Ethics and due diligence for the tax professional

Ethics and due diligence for the tax professional

Due diligence means knowing the relevant facts. It’s knowing the relevant tax law and matching the facts to the law.

The due diligence requirements have been expanded to include the Earned Income Credit, the Child Tax Credit, and the Additional Child Tax Credit, as well as the American Opportunity Tax Credit, the Other Dependent Credit, and the Head of Household filing status.

To meet the due diligence requirements, tax professionals must complete Form 8867, Paid Preparer’s Due Diligence Checklist, and submit it with the e‐filed or paper‐filed tax return. In addition, any applicable worksheets must be completed and retained. Most professional tax software includes worksheets, but you cannot rely on your software to answer all the questions. Copies of Form 8867, as well as all worksheets used to claim the EITC, CTC, AOTC, or Head of Household filing status on the tax return, must be retained.

In addition, other information that must be retained includes any documents relied on to complete the tax return and Form 8867, a record of how, when, and from whom the information to complete the return was obtained, as well as a record of any additional questions asked to determine the eligibility of any credits and the correct filing status, and the answers to those questions.

Records must be kept for at least three (3) years from the latest of the due date of the return, or the date the return was e‐filed. If the return was paper filed, it is from the date the taxpayer received the return.

Tax practitioners are required to exercise due diligence when submitting documents to the IRS. Practitioners can rely on third-party documents, unless there is reason to believe that those are not accurate. Tax professionals, however, cannot ignore facts and are required to make reasonable inquiries if the information presented appears to be incorrect, incomplete, or inconsistent.

If a practitioner is aware that a client has not complied with tax laws, or has made an error on any return that has already been submitted to the IRS, then he or she has to promptly advise the client of the noncompliance, error, or omission, as well as the consequences of not correcting the error or omission.

Even though section 10.21 of Circular 230 does not require the practitioner to amend an inaccurate return, the practitioner must make sure that any error is not continued on any subsequent returns that he or she is preparing. For example, if the taxpayer incorrectly calculated a capital loss and has a carryover, the carryover amount needs to be recalculated to the correct carryover amount, before the preparer can sign the return.

Generally, a tax practitioner is prohibited from representing a client if a conflict of interest exists.
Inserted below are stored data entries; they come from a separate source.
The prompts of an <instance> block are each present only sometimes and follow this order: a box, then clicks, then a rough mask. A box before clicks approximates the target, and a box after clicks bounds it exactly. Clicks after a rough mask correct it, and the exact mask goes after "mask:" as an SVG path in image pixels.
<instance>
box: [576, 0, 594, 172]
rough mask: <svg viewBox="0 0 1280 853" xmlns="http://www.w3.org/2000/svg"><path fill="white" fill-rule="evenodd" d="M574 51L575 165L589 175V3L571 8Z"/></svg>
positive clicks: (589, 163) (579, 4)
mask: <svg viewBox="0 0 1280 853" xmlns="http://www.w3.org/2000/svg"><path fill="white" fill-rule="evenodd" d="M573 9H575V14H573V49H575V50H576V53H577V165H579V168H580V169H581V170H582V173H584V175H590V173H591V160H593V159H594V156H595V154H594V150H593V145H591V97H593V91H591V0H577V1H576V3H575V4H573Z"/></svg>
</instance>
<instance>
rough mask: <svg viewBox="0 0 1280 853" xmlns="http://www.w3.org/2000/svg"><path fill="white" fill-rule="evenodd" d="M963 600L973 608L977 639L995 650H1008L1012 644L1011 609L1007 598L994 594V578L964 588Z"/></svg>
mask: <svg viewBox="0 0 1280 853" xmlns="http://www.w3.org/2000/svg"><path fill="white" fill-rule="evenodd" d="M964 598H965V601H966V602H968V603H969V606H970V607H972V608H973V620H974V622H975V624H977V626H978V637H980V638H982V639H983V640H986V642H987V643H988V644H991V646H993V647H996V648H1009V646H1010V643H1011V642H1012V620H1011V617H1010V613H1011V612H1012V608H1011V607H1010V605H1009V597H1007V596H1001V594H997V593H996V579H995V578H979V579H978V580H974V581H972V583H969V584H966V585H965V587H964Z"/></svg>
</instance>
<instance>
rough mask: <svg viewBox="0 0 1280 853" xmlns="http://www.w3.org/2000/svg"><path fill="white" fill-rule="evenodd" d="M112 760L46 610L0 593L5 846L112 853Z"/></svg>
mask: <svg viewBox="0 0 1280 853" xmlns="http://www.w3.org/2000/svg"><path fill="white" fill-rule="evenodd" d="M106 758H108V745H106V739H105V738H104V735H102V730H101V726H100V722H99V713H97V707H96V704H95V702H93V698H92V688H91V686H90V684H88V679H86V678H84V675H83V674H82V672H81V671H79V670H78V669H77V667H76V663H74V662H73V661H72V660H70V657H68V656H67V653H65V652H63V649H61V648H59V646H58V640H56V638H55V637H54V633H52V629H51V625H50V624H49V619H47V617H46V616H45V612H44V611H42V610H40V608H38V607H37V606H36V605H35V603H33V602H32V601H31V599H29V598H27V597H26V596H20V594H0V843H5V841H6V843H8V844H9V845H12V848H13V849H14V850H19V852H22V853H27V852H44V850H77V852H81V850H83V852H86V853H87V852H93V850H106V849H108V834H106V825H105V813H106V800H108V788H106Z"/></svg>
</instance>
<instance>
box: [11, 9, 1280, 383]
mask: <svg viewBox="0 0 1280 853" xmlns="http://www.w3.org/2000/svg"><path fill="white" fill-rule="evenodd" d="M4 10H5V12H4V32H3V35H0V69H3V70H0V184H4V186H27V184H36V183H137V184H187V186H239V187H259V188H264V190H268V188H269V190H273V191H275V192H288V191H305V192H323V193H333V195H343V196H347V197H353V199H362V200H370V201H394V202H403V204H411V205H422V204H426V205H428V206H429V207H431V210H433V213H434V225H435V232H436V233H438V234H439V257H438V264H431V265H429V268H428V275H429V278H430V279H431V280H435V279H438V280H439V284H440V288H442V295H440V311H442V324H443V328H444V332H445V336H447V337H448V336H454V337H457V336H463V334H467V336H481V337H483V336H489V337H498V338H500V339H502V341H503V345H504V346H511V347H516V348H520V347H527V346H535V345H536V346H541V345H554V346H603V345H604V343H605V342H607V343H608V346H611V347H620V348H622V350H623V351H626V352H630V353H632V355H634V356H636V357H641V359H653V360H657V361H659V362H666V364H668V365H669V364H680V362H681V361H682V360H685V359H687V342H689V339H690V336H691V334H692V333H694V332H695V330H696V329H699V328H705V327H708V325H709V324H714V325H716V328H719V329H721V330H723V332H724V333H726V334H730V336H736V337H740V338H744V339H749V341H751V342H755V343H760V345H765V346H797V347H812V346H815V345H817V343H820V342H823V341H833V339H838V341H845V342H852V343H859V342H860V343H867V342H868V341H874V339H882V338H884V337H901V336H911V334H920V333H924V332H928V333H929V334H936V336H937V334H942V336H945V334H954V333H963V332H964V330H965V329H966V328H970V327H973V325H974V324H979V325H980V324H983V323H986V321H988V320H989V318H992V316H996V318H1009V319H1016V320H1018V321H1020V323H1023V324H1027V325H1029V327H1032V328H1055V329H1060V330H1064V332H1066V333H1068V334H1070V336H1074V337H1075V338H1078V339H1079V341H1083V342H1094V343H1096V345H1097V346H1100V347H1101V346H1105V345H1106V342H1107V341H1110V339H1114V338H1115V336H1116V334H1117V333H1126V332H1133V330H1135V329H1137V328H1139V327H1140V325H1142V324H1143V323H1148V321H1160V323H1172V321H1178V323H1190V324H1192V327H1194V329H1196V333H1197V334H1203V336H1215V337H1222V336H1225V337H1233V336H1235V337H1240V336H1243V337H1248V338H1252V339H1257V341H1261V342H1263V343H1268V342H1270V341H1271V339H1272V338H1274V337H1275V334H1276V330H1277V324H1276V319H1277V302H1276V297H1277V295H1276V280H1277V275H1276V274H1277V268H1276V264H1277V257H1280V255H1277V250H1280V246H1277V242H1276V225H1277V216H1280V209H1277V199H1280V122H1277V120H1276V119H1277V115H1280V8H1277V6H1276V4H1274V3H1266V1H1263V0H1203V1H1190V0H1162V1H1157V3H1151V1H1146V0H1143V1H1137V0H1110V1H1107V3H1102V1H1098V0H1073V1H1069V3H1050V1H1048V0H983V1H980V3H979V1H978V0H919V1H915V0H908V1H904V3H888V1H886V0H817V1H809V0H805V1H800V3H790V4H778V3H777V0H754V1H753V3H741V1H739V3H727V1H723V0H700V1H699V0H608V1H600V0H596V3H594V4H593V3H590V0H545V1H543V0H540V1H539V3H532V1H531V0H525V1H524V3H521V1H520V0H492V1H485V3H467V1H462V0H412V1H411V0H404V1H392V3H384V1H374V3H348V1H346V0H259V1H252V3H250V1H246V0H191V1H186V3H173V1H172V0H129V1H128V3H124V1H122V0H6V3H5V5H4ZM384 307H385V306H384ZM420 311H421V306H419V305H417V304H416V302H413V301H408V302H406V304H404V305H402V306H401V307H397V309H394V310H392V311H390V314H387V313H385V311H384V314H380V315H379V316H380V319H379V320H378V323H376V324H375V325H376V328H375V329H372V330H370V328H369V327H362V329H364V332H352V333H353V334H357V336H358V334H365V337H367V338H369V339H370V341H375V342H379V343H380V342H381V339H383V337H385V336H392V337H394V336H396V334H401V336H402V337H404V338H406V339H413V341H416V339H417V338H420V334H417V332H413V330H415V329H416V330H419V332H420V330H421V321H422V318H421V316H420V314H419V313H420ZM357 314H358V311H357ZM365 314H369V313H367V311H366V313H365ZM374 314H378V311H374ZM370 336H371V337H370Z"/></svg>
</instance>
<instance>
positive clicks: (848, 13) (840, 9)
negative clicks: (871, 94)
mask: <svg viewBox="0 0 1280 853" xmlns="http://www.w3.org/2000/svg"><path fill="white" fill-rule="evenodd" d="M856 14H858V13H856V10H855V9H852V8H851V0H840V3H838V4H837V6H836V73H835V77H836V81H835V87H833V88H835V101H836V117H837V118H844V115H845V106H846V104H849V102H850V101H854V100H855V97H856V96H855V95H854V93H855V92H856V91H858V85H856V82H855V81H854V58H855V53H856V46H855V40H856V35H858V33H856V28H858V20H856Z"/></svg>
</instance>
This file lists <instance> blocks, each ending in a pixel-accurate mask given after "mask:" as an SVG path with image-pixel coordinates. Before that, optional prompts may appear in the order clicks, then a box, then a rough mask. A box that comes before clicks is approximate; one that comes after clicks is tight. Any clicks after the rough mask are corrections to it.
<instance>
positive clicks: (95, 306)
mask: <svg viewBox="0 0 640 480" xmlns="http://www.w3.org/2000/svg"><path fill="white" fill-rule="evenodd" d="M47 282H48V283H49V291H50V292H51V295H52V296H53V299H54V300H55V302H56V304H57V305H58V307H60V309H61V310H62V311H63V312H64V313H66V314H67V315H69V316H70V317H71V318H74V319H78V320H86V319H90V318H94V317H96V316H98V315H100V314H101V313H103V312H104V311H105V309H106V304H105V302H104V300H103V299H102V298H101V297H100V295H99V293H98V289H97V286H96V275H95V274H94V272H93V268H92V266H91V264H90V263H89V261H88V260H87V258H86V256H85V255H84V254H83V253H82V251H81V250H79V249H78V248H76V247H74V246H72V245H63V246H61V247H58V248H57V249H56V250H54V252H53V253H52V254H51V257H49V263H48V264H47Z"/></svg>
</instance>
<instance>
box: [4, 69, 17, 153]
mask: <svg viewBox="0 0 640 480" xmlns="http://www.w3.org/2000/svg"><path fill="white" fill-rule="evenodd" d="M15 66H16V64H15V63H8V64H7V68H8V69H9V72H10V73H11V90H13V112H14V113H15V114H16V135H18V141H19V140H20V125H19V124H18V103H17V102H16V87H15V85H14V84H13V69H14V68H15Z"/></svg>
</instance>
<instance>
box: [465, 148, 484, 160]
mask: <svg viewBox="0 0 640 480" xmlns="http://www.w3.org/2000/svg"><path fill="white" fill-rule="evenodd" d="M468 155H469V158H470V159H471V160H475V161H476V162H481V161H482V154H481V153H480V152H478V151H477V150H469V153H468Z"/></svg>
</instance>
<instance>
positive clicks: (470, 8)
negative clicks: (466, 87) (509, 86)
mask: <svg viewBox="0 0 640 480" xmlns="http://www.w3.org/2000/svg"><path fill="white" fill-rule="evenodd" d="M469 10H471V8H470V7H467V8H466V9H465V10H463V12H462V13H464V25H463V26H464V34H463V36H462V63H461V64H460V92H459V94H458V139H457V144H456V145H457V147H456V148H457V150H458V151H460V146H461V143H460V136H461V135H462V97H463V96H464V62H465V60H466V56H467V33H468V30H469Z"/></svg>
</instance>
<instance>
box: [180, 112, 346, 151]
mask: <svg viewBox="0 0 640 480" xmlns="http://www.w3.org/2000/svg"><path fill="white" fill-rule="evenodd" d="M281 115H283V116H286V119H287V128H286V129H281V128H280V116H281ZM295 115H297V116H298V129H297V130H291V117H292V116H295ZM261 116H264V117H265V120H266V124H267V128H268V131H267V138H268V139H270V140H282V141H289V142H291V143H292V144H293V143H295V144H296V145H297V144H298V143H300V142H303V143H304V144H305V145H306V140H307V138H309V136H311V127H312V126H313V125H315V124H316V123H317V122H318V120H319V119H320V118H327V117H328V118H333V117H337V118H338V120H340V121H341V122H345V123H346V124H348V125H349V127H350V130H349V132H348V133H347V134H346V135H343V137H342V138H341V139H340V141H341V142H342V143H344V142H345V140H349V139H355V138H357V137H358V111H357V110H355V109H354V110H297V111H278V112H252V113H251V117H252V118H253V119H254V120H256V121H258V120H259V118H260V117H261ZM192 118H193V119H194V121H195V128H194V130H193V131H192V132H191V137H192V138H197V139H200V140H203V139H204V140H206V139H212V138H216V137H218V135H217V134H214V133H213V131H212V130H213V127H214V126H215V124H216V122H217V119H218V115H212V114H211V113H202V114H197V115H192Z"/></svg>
A conflict of interest may exist when the representation of one client adversely affects another client, or when the representation of one client is materially limited by the practitioner’s responsibilities to another client or a personal interest.

If a conflict exists, the tax practitioner may represent the client with consent, but only if he or she reasonably believes that he or she will be able to provide competent representation to each client, the representation is not prohibited by law, and each affected client waives the conflict of interest in writing. Copies of the consent must be retained for at least 36 months after the conclusion of the representation.

One common situation where a conflict of interest may arise is in partnerships, when giving tax advice to one partner with regards to the partnership may adversely affect the other partner. Deciding what type of depreciation to take may benefit one partner, but not the other.

Divorces always create a conflict of interest. Giving tax advice to one spouse may adversely affect the other spouse, especially when it pertains to retirement distributions and property settlements.

Tax practitioners need to watch out for innocent and injured spouse issues. There might be omitted income from sources the taxpayer does not want the spouse to know of. This might be a situation to file married filing separately.

Audits are another example of a potential conflict of interest. A tax practitioner who prepared the return that is under audit might be worried about preparer penalties, and might be less supportive of the client. The practitioner can only proceed with the audit engagement if he or she believes that they can work in the clients’ best interest, the practitioner is not legally prohibited from continuing the engagement, and each person is notified in writing of the conflict of interest and consents to the engagement.